While a student at the Escola Provincial d’Arquitectura de Barcelona, Gaudí had the opportunity to view and study prints, photographs, and treatises on ornamentation, the architectural language of buildings and other structures in Egypt, Morocco, and India, and the Islamic architecture of the Iberian Peninsula—particularly the exemplars found in Cordoba, Granada, and Seville. The roof lanterns, skylights, and minarets, as well as the profusion of ceramic and ornamental features typical of the architecture of these foreign countries, formed part of the architectural vocabulary Gaudí absorbed during his studies.

The School of Architecture’s collection of photographs by Jean Laurent, which Gaudí had access to and according to his notebook studied in detail, attest to his familiarity with these sources of knowledge.

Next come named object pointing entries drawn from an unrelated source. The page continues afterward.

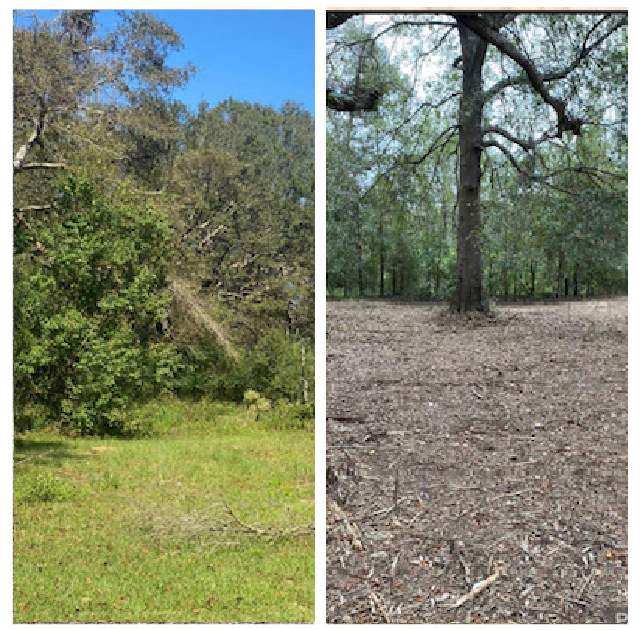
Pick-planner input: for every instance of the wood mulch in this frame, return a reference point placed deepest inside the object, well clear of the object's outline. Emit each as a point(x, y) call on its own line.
point(476, 468)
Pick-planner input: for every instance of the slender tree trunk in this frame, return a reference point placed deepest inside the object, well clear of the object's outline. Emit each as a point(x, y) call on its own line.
point(468, 294)
point(533, 278)
point(380, 237)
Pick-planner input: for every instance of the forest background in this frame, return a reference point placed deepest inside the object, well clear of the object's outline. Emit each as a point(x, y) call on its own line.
point(200, 277)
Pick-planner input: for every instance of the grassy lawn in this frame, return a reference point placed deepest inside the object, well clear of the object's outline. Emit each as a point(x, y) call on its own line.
point(206, 522)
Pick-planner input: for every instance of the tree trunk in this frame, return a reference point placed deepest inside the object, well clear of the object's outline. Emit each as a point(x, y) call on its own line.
point(468, 293)
point(533, 278)
point(380, 236)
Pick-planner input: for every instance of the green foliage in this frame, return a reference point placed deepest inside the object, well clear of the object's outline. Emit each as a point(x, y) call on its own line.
point(43, 488)
point(285, 416)
point(277, 368)
point(85, 314)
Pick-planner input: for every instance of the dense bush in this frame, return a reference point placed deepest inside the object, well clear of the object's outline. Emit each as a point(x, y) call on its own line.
point(85, 313)
point(277, 369)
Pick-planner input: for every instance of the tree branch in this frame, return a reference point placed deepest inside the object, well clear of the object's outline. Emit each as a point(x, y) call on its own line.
point(476, 24)
point(526, 145)
point(557, 75)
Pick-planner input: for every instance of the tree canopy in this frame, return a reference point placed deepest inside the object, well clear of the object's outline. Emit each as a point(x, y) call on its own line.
point(459, 179)
point(155, 248)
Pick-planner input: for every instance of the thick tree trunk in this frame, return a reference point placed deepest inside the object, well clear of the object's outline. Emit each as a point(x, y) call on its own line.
point(468, 294)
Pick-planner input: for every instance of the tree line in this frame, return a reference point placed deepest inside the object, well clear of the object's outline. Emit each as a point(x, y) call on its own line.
point(155, 248)
point(476, 154)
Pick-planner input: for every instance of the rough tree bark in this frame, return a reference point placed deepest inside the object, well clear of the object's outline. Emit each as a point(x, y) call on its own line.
point(477, 31)
point(468, 293)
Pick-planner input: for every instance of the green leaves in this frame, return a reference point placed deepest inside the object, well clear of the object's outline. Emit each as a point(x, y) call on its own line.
point(84, 319)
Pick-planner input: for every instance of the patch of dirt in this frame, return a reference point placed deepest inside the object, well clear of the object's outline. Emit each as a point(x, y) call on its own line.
point(476, 468)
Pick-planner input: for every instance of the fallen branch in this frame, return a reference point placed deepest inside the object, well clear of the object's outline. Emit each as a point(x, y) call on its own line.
point(22, 461)
point(375, 598)
point(271, 532)
point(479, 586)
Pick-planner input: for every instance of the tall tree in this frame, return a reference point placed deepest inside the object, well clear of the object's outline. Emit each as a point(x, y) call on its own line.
point(557, 65)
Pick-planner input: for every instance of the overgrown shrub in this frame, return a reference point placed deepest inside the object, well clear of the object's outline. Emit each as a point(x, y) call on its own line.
point(85, 313)
point(282, 366)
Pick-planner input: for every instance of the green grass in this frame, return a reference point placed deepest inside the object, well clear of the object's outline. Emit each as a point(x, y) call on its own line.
point(109, 530)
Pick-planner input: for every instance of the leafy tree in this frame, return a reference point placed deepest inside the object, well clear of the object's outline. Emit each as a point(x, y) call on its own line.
point(541, 91)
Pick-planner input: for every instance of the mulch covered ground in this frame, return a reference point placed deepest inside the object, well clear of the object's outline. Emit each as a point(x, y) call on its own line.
point(476, 469)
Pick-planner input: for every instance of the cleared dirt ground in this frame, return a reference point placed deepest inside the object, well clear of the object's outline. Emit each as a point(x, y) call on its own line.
point(476, 469)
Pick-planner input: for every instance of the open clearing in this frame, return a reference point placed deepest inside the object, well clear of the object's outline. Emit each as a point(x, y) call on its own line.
point(476, 469)
point(209, 522)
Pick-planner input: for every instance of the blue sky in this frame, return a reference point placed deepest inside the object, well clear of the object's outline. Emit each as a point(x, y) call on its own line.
point(260, 56)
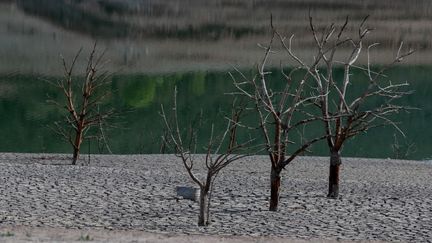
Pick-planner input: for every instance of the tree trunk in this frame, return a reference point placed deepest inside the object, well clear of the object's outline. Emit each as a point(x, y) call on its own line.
point(77, 146)
point(75, 156)
point(274, 188)
point(203, 218)
point(335, 162)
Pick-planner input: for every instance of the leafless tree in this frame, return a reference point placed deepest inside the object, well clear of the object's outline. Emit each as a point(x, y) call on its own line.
point(282, 115)
point(83, 96)
point(344, 113)
point(220, 152)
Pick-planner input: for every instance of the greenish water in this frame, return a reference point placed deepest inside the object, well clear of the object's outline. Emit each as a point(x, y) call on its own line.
point(25, 116)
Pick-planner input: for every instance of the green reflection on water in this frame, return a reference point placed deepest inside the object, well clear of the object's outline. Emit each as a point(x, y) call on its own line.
point(25, 115)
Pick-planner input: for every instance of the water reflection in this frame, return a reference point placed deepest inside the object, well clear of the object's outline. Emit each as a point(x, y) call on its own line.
point(26, 115)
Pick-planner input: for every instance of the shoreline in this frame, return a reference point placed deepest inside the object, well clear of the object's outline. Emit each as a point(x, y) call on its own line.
point(381, 200)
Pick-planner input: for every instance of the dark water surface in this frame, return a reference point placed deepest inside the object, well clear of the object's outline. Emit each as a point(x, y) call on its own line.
point(158, 45)
point(26, 116)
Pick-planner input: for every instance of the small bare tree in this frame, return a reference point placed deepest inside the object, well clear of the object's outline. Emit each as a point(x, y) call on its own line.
point(345, 114)
point(281, 113)
point(220, 152)
point(83, 96)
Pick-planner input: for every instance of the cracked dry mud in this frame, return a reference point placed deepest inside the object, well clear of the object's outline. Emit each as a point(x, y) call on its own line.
point(383, 200)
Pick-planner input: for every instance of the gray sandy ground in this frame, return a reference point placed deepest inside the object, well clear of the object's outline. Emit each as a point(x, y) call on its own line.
point(133, 197)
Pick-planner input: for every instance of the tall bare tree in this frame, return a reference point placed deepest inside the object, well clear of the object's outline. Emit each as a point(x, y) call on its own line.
point(220, 152)
point(83, 96)
point(281, 114)
point(344, 113)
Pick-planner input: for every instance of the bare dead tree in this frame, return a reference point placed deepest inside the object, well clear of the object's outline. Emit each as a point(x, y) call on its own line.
point(220, 152)
point(83, 96)
point(281, 115)
point(345, 115)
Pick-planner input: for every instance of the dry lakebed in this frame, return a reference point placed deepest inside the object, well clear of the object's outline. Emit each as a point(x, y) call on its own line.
point(133, 198)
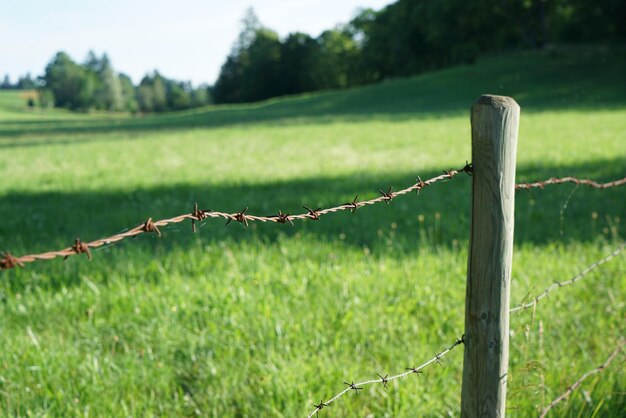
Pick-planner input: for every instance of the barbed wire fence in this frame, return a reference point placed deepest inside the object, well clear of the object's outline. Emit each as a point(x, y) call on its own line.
point(8, 261)
point(383, 380)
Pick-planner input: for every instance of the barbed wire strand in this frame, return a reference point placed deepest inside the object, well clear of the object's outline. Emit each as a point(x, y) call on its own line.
point(384, 380)
point(585, 182)
point(577, 383)
point(8, 261)
point(573, 280)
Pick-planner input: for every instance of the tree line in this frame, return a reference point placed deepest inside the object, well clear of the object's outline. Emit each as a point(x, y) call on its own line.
point(406, 38)
point(95, 84)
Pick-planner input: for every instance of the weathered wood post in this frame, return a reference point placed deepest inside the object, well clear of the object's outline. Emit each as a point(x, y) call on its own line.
point(495, 121)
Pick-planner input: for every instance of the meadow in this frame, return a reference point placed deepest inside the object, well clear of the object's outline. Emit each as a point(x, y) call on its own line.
point(267, 320)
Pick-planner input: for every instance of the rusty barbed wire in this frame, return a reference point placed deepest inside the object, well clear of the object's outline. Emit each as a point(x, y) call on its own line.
point(577, 383)
point(8, 261)
point(555, 180)
point(384, 380)
point(574, 279)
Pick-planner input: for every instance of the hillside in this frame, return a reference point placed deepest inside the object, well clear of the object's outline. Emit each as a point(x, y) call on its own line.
point(561, 78)
point(266, 320)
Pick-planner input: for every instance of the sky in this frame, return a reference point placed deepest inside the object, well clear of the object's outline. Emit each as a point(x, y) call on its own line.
point(184, 40)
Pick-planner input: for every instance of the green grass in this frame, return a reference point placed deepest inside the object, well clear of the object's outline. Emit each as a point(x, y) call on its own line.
point(266, 321)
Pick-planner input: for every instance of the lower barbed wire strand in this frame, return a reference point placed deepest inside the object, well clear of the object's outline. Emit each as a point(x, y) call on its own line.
point(383, 380)
point(574, 279)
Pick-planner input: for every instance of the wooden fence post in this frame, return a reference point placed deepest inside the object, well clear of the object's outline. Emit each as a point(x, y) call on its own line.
point(495, 121)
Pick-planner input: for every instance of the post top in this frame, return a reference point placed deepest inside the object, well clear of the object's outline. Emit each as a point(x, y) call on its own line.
point(494, 100)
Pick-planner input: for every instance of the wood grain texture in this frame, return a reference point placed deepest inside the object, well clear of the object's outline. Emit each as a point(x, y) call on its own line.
point(495, 122)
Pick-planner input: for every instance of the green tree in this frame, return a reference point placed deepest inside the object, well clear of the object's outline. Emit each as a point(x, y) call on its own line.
point(6, 83)
point(129, 100)
point(72, 86)
point(109, 94)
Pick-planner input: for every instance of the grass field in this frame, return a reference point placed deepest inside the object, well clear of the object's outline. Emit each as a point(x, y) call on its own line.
point(268, 320)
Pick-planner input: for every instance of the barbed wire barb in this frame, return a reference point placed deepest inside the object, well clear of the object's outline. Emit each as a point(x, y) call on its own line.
point(386, 379)
point(574, 279)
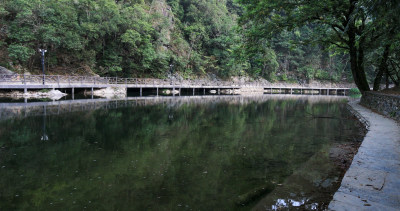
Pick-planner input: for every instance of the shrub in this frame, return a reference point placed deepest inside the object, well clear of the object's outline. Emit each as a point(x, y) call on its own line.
point(354, 91)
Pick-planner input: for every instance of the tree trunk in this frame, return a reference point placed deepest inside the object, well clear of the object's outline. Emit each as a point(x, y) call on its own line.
point(357, 60)
point(382, 68)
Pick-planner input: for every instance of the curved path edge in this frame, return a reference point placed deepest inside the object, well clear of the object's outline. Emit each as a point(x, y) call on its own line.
point(373, 180)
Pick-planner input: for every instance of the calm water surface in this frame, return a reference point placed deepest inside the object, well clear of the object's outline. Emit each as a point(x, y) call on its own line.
point(219, 155)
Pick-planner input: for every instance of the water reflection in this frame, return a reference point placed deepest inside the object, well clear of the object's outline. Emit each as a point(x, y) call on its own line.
point(167, 154)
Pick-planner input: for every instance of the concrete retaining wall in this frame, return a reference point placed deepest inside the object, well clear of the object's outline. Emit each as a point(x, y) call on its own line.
point(387, 105)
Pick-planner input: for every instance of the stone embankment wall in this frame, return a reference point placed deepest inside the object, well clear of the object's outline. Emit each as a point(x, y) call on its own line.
point(387, 105)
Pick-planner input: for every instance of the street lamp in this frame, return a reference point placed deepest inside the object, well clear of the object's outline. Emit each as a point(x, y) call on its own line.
point(42, 52)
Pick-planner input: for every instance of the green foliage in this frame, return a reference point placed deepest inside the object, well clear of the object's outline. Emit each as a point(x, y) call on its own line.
point(19, 52)
point(354, 91)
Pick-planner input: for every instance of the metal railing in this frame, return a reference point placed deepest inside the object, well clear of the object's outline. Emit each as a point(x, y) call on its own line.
point(57, 80)
point(91, 80)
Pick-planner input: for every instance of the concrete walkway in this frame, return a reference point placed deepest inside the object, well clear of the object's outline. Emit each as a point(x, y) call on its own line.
point(373, 179)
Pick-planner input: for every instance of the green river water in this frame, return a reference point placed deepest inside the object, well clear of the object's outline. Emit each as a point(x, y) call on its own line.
point(230, 154)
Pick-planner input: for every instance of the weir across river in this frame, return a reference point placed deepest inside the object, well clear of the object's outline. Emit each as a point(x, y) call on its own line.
point(70, 83)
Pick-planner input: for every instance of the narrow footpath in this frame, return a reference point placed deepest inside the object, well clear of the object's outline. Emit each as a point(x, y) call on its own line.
point(373, 180)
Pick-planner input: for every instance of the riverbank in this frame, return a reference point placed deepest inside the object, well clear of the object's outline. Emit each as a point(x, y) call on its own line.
point(373, 180)
point(387, 104)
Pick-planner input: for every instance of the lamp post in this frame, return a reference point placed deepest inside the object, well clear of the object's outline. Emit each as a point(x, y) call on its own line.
point(42, 52)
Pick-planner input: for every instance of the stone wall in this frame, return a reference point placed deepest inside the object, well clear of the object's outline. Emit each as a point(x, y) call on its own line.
point(387, 105)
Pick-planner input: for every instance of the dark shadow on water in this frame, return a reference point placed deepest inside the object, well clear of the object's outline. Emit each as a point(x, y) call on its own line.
point(168, 153)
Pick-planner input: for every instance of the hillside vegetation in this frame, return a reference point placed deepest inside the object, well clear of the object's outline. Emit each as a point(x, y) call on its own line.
point(195, 38)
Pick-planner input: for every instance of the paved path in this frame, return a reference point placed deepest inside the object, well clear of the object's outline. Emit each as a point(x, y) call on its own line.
point(373, 179)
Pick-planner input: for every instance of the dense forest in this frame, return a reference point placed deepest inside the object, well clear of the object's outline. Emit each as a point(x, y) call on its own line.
point(275, 39)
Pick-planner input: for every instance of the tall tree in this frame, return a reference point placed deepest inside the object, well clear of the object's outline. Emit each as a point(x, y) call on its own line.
point(343, 24)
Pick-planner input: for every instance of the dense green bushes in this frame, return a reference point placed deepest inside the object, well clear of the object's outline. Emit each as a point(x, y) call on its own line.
point(152, 38)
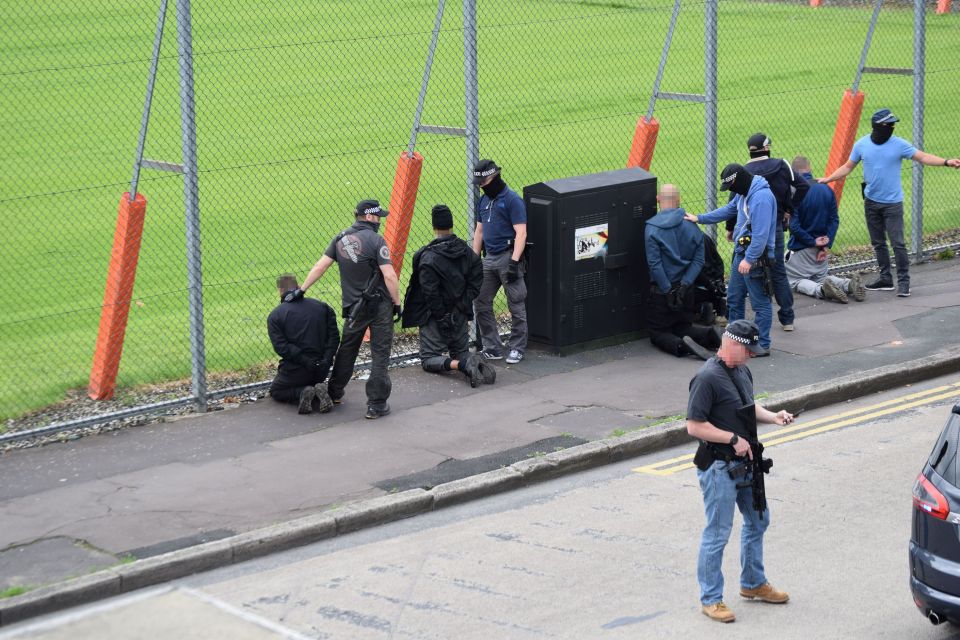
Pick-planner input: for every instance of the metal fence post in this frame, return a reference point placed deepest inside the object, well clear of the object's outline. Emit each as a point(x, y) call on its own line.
point(919, 69)
point(148, 100)
point(472, 106)
point(710, 107)
point(188, 128)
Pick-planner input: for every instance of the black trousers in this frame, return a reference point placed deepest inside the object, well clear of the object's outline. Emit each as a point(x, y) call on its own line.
point(435, 343)
point(669, 326)
point(288, 384)
point(381, 340)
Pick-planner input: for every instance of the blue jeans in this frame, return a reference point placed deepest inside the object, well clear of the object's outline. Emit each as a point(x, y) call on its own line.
point(752, 284)
point(720, 493)
point(781, 286)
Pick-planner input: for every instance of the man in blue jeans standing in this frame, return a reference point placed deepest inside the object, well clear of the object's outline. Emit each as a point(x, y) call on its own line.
point(755, 208)
point(882, 152)
point(723, 387)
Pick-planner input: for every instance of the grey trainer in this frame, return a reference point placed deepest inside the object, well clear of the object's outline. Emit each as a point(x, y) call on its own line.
point(857, 290)
point(833, 292)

If we compare one of Jean Laurent’s archive images

to aspects of Casa Vicens, such as the facade, we can quickly detect the influence of oriental architecture, above all in the towers and turrets situated on the various corners of the roof.

Gaudí drew inspiration from exotic schools of architecture in order to create an environment that would whisk his client Manel Vicens i Montaner off to a distant world that offered an atmosphere completely distinct from that of late nineteenth-century Barcelona.

Although the oriental influence is the most evident in Casa Vicens, we can not forget the classical influence that we find in the floor of different rooms of the Casa Vicens, with a Roman-style mosaic flooring of opus tessellatum (Greek and Roman composition made by incrusting tesserae, small pieces of stone or ceramic) that Gaudí used again in later works.


[1] Gaudí made copious annotations concerning Jean Laurent’s photographs in a notebook referred as Manuscrit de Reus now housed in the Museu Salvador Vilaseca, Reus.